Opinion
June 15, 1948
A writ of certiorari from the Circuit Court for Bay County, Ira A. Hutchison, Judge.
James H. Finch and Philip D. Beall, Jr., for petitioner.
J. M. H. P. Sapp and Charles S. Isler, for respondent.
Appellant filed her bill of complaint against appellee praying for divorce on the ground of extreme cruelty. The bill further alleges that the home in which they live is owned by them as an estate by the entireties and prays that it be partitioned. Permanent alimony, suit money, attorneys fees, the restoration of amounts paid for medical attention, hospital bills including moneys and other personal property that defendant borrowed and is withholding from plaintiff is also prayed for.
On application of the plaintiff an amended bill of complaint was filed wherein she set up additional claims for compensation against defendant and made L. T. Fields, Jr., a party defendant to the cause on the theory that he claimed some interest in the home alleged to be owned by plaintiff and defendant as an estate by the entireties. On motion of defendant the amended bill of complaint was "stricken and dismissed." This is an appeal by certiorari from that decree.

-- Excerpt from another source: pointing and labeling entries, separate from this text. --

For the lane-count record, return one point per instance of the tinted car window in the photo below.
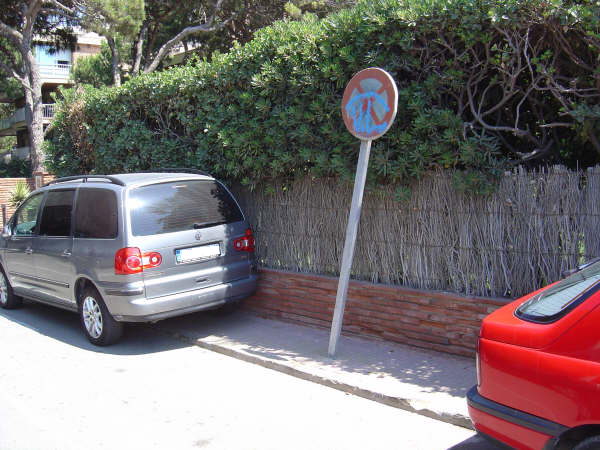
(182, 205)
(96, 214)
(26, 219)
(558, 300)
(56, 215)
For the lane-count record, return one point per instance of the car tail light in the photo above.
(129, 260)
(151, 259)
(245, 243)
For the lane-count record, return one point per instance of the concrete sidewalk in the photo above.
(424, 381)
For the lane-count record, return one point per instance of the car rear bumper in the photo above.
(510, 426)
(142, 309)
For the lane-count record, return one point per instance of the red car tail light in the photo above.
(151, 259)
(245, 243)
(129, 260)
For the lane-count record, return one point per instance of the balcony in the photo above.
(8, 126)
(57, 73)
(48, 111)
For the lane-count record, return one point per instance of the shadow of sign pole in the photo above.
(368, 107)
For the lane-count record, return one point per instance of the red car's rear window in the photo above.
(556, 301)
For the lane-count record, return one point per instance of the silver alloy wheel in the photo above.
(3, 289)
(92, 317)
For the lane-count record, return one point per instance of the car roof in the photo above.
(128, 179)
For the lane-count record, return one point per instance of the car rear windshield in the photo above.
(182, 205)
(556, 301)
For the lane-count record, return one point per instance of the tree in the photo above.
(115, 20)
(95, 70)
(165, 24)
(21, 23)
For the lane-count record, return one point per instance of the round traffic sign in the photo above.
(369, 104)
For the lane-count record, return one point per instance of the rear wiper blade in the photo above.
(207, 224)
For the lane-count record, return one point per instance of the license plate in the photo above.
(209, 251)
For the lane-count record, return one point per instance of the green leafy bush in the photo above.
(18, 194)
(15, 168)
(482, 84)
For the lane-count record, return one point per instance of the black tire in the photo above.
(591, 443)
(98, 325)
(8, 299)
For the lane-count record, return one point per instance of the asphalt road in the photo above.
(57, 391)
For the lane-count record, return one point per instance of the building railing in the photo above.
(55, 70)
(5, 124)
(48, 110)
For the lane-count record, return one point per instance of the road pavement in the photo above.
(57, 391)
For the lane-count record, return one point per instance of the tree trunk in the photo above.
(35, 113)
(115, 60)
(36, 129)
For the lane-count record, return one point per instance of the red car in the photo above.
(538, 383)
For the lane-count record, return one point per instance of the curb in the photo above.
(396, 402)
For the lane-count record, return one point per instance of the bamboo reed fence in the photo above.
(535, 226)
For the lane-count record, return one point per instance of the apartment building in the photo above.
(55, 70)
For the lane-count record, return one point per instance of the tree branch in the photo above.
(139, 47)
(204, 28)
(59, 6)
(11, 33)
(14, 74)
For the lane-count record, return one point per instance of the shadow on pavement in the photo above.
(64, 326)
(477, 442)
(288, 342)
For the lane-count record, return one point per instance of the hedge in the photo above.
(479, 89)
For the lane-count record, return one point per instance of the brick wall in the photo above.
(437, 320)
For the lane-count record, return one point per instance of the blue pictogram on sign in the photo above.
(361, 108)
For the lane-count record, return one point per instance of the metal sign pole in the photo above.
(349, 245)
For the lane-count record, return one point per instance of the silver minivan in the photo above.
(128, 248)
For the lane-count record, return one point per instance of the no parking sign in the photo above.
(369, 108)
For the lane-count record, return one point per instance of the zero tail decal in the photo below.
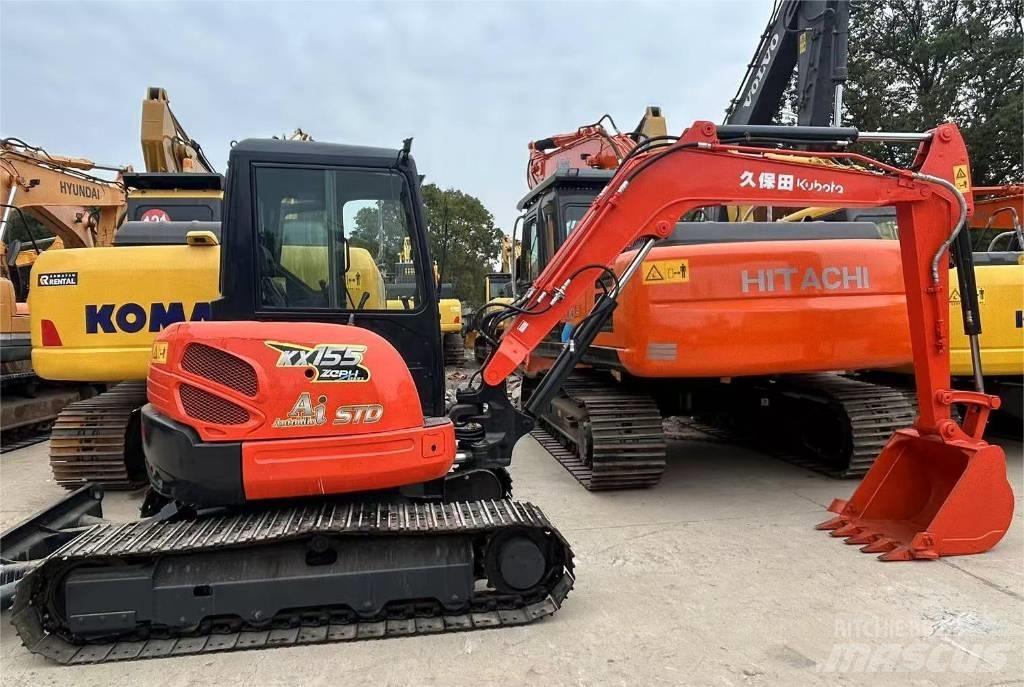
(328, 362)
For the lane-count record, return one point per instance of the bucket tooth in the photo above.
(880, 546)
(849, 529)
(832, 523)
(861, 539)
(898, 554)
(837, 506)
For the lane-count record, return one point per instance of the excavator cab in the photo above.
(304, 352)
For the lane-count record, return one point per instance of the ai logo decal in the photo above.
(326, 362)
(303, 413)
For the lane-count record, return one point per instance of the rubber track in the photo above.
(146, 539)
(88, 439)
(628, 441)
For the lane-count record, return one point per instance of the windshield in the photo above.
(334, 239)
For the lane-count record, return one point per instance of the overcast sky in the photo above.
(473, 82)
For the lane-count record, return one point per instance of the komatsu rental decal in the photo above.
(329, 362)
(133, 317)
(792, 278)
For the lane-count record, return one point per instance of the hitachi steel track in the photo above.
(157, 589)
(607, 438)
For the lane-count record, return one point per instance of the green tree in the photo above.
(914, 63)
(463, 240)
(461, 232)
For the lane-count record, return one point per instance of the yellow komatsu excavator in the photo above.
(100, 327)
(47, 202)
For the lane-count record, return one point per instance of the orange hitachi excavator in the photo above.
(321, 491)
(740, 324)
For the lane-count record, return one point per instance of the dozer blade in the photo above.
(926, 498)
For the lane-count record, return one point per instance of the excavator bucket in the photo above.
(926, 498)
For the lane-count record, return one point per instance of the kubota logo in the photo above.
(325, 362)
(132, 317)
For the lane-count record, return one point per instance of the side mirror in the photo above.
(202, 239)
(13, 250)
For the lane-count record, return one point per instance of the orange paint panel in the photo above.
(764, 308)
(346, 464)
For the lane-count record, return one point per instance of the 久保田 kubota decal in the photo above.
(330, 362)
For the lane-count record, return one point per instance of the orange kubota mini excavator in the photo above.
(322, 492)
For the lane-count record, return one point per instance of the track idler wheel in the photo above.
(516, 562)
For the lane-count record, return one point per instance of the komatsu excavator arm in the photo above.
(166, 145)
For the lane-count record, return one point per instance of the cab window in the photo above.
(530, 258)
(333, 239)
(572, 215)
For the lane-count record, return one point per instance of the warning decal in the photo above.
(954, 296)
(666, 271)
(962, 179)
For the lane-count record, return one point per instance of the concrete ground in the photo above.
(716, 576)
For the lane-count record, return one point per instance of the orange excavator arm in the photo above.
(591, 145)
(938, 487)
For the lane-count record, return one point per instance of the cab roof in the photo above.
(273, 148)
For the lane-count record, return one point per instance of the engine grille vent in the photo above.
(221, 368)
(209, 408)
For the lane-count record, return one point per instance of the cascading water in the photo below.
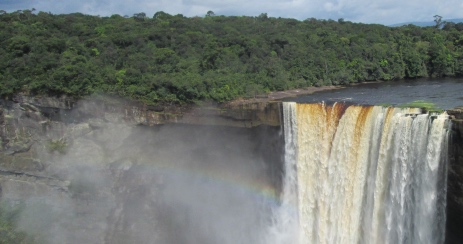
(362, 174)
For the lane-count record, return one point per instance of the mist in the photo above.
(126, 183)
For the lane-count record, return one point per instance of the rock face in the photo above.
(455, 179)
(86, 168)
(91, 158)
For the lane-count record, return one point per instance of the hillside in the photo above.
(166, 59)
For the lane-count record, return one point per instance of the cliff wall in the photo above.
(455, 179)
(44, 141)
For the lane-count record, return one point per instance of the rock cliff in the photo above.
(83, 173)
(455, 179)
(49, 145)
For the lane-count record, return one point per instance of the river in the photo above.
(445, 93)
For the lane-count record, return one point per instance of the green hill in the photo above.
(174, 59)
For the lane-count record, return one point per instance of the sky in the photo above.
(366, 11)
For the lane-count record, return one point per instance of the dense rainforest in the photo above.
(172, 59)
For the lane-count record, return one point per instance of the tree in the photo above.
(438, 21)
(139, 16)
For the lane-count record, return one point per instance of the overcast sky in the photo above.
(366, 11)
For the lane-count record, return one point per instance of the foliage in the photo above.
(173, 59)
(9, 232)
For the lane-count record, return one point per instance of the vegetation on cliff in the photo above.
(175, 59)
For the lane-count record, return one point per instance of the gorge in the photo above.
(99, 171)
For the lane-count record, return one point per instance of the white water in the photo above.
(362, 174)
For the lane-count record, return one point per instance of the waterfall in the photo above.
(362, 174)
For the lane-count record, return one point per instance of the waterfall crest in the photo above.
(363, 174)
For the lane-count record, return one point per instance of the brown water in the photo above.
(444, 93)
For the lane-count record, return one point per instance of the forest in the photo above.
(173, 59)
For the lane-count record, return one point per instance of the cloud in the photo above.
(367, 11)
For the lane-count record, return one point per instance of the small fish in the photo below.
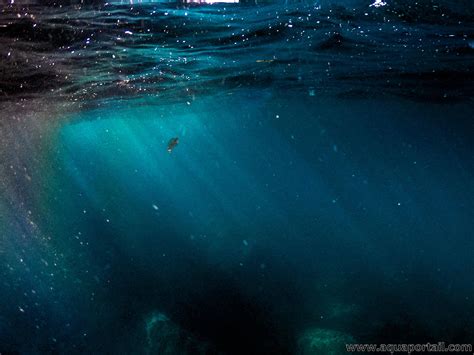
(172, 144)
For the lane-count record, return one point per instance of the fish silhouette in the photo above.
(172, 144)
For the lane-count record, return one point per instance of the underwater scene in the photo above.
(262, 177)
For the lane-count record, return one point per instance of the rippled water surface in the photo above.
(320, 194)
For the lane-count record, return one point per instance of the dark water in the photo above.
(321, 192)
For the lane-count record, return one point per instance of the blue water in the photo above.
(321, 192)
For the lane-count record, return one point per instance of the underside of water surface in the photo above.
(235, 178)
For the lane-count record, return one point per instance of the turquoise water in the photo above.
(317, 197)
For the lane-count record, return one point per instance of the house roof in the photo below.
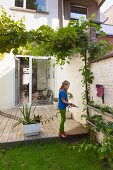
(100, 2)
(110, 8)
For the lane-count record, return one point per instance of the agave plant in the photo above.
(26, 113)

The only question we are required to answer is whether or not the chancellor committed error in dismissing the amended bill of complaint.
It appears from the briefs that the amended bill of complaint was dismissed on the theory that the matter introduced therein amounted to a new and different cause of action which could not be litigated with the original suit for divorce.
It may be admitted that the claim of a third party in the home alleged to be owned by the entireties complexes the situation but this is not a recognized basis for dismissing the bill. It is an impressive example of the complicated human relations that are now precipitating suits of this kind that the rules of procedure should be equal to and not be permitted to break under. It would not be difficult to generate two law suits from the situation but the divorce, the title to the home, the matter of alimony and the matter of restitution are all so involved that the same evidence may have to do with each of them so there is every reason why they should be adjudicated in one suit and we are shown no reason why they should not be considered together. Allegations of the amended bill are sufficient to show merit.
The law is a medium for adjusting conflicting interests that may constantly arise from more and more complicated social relations. It should not be permitted to become a code of abstract rules leading to confusion and dismay in the adjustment of these relations. The court has repeatedly adjudicated property rights along with the marital status. If there is any theory under which one law suit will suffice there is no reason for generating another. It may well be that when the evidence is all in there will be no support whatever for the claim of L. T. Fields, Jr., in the home. If this is the case the chancellor may so adjudicate but if he finds otherwise it will then be time to make an appropriate order to adjudicate his claim of title.
Certiorari is granted and the judgment appealed from is quashed with directions to reinstate the amended bill and proceed accordingly.
THOMAS, C. J., CHAPMAN and SEBRING, JJ., concur.